Ofgem’s new code of conduct to make the energy market simpler and fairer for consumers “do not go far enough”.
That’s the comment from Which? following the launch of the energy regulator’s new rules this week. The consumer body believes improving the way suppliers deal with their customers is a step forward but claims Ofgem needs to do more to fix the “broken” energy market.
Richard Lloyd, Which? Executive Director said: “Rising energy bills are consistently one of the top worries for consumers so the Government must step in to ensure trust in suppliers is rebuilt and prices are kept in check. We want the Government to introduce simple pricing and to ring-fence energy supply from generation businesses to increase confidence that there is effective competition in the energy market.”
Ofgem’s reforms include the need for energy companies to provide clear and easy to understand information to consumers but the trade body for the energy industry claims suppliers are already “ahead of the game” in making tariffs simpler and easier for their customers.
Angela Knight, Chief Executive of Energy UK said: “Changes are well underway in better and clearer communications. Companies are working closely with all the policy makers and the regulator and most importantly with their customers, as Ofgem knows.
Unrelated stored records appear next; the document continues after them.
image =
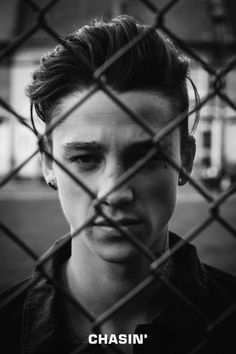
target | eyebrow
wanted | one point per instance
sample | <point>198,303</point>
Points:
<point>96,147</point>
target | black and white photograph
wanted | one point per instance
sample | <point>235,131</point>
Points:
<point>117,176</point>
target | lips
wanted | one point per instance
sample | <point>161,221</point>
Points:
<point>122,222</point>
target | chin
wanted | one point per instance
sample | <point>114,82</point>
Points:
<point>117,253</point>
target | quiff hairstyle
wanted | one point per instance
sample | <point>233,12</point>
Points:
<point>153,64</point>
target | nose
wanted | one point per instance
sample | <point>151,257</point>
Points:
<point>119,196</point>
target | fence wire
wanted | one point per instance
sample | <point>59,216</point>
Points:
<point>215,203</point>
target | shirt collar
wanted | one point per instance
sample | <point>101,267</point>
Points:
<point>187,276</point>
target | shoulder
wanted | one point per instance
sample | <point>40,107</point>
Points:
<point>11,311</point>
<point>222,285</point>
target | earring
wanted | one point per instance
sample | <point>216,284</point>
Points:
<point>53,184</point>
<point>180,181</point>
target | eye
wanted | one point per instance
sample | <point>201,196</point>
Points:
<point>86,161</point>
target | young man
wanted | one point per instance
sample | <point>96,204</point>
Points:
<point>97,143</point>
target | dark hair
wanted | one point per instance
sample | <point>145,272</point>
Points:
<point>153,64</point>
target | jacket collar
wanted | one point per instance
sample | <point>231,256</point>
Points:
<point>177,321</point>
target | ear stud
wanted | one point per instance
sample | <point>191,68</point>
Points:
<point>53,184</point>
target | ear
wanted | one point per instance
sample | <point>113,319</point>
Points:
<point>188,150</point>
<point>48,171</point>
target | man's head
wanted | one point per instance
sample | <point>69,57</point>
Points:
<point>99,142</point>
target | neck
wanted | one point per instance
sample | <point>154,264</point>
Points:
<point>98,283</point>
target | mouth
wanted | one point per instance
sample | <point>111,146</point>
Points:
<point>121,222</point>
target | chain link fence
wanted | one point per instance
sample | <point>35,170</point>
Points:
<point>99,75</point>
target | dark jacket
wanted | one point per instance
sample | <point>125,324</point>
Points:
<point>32,322</point>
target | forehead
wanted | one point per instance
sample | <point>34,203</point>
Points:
<point>100,116</point>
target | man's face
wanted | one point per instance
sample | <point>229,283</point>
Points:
<point>98,143</point>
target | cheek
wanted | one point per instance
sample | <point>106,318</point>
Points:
<point>157,191</point>
<point>75,202</point>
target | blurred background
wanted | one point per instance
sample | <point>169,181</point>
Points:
<point>31,209</point>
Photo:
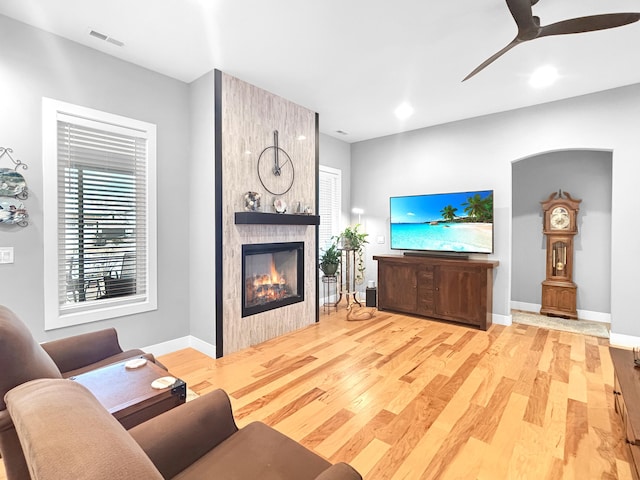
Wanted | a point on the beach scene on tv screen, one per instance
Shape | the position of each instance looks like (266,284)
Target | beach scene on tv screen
(447,222)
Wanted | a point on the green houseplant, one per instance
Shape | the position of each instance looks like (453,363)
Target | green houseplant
(330,260)
(352,239)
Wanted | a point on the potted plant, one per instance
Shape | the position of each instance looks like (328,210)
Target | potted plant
(352,239)
(330,260)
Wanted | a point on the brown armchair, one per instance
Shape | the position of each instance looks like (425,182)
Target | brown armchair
(196,440)
(23,359)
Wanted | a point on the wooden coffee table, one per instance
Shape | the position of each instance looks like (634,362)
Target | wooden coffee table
(127,393)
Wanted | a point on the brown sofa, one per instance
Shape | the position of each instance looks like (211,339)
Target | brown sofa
(58,423)
(23,359)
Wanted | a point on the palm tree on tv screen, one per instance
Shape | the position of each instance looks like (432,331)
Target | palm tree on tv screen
(449,212)
(479,209)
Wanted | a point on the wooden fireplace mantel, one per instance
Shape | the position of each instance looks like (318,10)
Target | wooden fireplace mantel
(263,218)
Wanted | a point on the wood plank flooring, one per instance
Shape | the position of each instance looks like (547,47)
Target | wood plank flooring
(402,397)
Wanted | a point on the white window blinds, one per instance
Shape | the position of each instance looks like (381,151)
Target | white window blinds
(99,215)
(330,180)
(101,212)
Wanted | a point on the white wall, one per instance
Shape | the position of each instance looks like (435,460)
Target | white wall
(477,154)
(202,311)
(36,64)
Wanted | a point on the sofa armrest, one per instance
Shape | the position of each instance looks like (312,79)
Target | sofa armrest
(66,433)
(339,471)
(78,351)
(177,438)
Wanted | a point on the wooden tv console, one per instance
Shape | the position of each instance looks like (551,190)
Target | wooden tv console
(454,289)
(626,391)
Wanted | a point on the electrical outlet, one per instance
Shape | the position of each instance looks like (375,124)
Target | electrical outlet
(6,254)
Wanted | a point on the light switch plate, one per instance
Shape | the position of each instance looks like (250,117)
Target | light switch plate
(6,254)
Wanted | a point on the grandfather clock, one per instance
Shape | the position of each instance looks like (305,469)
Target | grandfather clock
(560,227)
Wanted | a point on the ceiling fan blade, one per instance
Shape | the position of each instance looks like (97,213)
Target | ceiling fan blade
(522,13)
(589,24)
(493,58)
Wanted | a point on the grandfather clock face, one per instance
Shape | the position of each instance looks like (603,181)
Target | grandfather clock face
(559,219)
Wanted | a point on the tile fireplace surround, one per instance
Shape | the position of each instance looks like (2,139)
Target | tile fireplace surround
(245,120)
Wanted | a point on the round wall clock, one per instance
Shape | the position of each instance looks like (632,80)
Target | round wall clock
(559,219)
(275,168)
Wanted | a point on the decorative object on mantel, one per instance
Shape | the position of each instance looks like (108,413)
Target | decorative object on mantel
(13,188)
(275,172)
(252,201)
(280,205)
(267,218)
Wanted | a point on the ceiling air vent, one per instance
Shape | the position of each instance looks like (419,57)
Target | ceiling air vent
(106,38)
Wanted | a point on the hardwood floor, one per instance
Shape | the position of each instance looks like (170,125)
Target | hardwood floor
(401,397)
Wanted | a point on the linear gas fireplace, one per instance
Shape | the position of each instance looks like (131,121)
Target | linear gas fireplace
(273,276)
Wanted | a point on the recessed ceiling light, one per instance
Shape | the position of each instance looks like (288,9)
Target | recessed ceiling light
(403,111)
(543,76)
(106,38)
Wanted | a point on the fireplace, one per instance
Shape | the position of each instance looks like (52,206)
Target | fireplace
(273,276)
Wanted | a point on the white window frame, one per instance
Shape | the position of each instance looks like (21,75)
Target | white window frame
(54,316)
(336,204)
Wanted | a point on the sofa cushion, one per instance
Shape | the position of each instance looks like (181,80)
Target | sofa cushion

“Energy UK supports the standards of conduct as another step in rebuilding trust in the market. The big issue though is, making sure customers understand their bill so that they can make informed choices and better manage their energy use. Energy companies only have control over about a fifth of the customer bill, the remaining 80% is made up of the wholesale price of energy and the costs that others add to the bill such as the wires and the pipes that distribute the energy and the additions because of energy policy.
“Now is the time for the authorities to start an honest debate on what green energy policy means and why bills are going up.”
Earlier this year Which? also claimed Ofgem’s plans to simplify energy tariffs for consumers to find the best deal are “still too complex”.